If the government of the State of Wisconsin ever sees the light and adopts the obvious, sensible and responsible means of paying for road repair and building and other transportation needs, some of the credit should go to a Republican legislator from Delafield.

State Sen. Chris Kopenga earned that recognition last week by brilliantly making the case for increasing the gas tax to help deal with the state’s transportation funding crisis.

We should point out here that Kopenga didn’t mean to do this. He’s not a fan of the gas tax and, in fact, appears to be a bitter foe of anything spelled t-a-x.

Yet in a conference call to news organizations, including Ozaukee Press, he unintentionally revealed the beauty of the gas tax as a highway funding device by pointing out that a one-cent increase in the tax would yield $33 million a year in desperately needed transportation revenue.
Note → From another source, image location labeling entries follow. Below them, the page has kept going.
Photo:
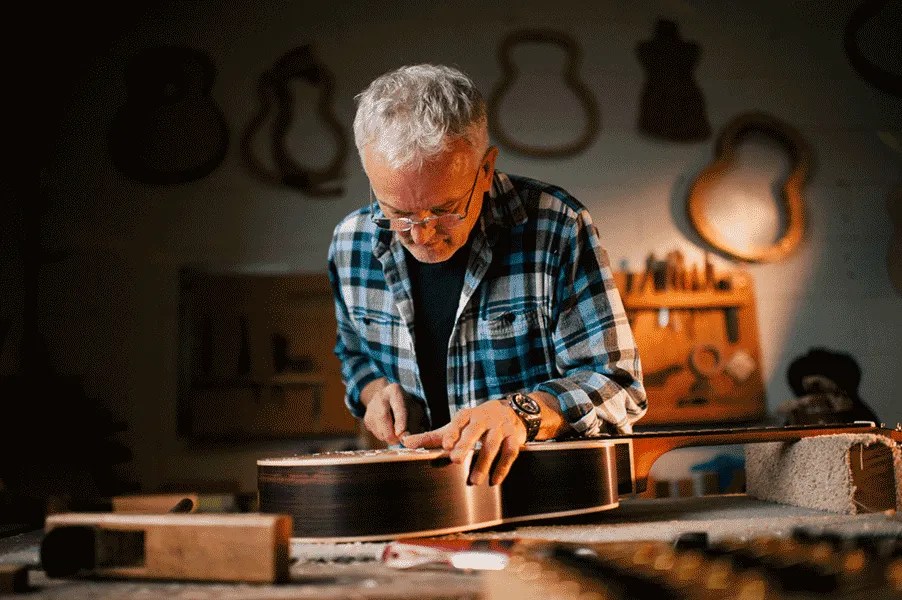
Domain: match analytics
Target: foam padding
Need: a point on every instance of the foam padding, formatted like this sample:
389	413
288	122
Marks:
845	473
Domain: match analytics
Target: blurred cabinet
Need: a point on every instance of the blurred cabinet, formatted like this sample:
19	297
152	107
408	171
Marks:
256	357
697	335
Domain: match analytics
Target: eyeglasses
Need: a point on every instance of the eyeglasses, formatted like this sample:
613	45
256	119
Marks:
406	223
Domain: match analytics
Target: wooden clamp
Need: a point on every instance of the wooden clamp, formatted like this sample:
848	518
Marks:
199	547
Kopenga is so rigid in his anti-tax mentality that he thinks the large tax revenue number, calculated by the Legislative Fiscal Bureau, is an argument against a gas-tax increase. If the senator had done the math, it might have dawned on him that it is the opposite—it is proof that a modest increase in the gas tax is an effective, easy-to-bear means for the state to meet some of its neglected transportation obligations.

Here’s the math: A Wisconsin automobile  owner who might be considered typical—driving 10,000 miles a year in a vehicle that gets 20 miles per gallon—would pay only $5 a year as his or her contribution to the $33 million that a one-penny-a-gallon gas tax increase would raise.

The state Transportation Fund is so far in the hole as a result of the obdurate refusal of  Gov. Scott Walker and the Legislature to consider revenue-raising remedies that it would take more than a one-penny gas tax hike to make a significant dent in the deficit, but with more than 2.5 million motor vehicles registered in the state, an increase of a few cents per gallon could put the transportation funding on much firmer footing.

As an alternative, Kopenga and State Sen. Duey Stroebel (R-Saukville), who joined him in the conference call and voiced a similar intolerance for a gas-tax increase, want the state to go into more debt—as much as half a billion dollars more—to replenish the Transportation Fund. 

The notion that no tax increase is acceptable, regardless of how effective it would be in meeting a vital need for the people of Wisconsin, is far removed from a rational view of government responsibilities. When applied to transportation funding, it is ironic as well, because the borrowing alternative favored by anti-tax crusaders is a surefire way to inflict tax pain.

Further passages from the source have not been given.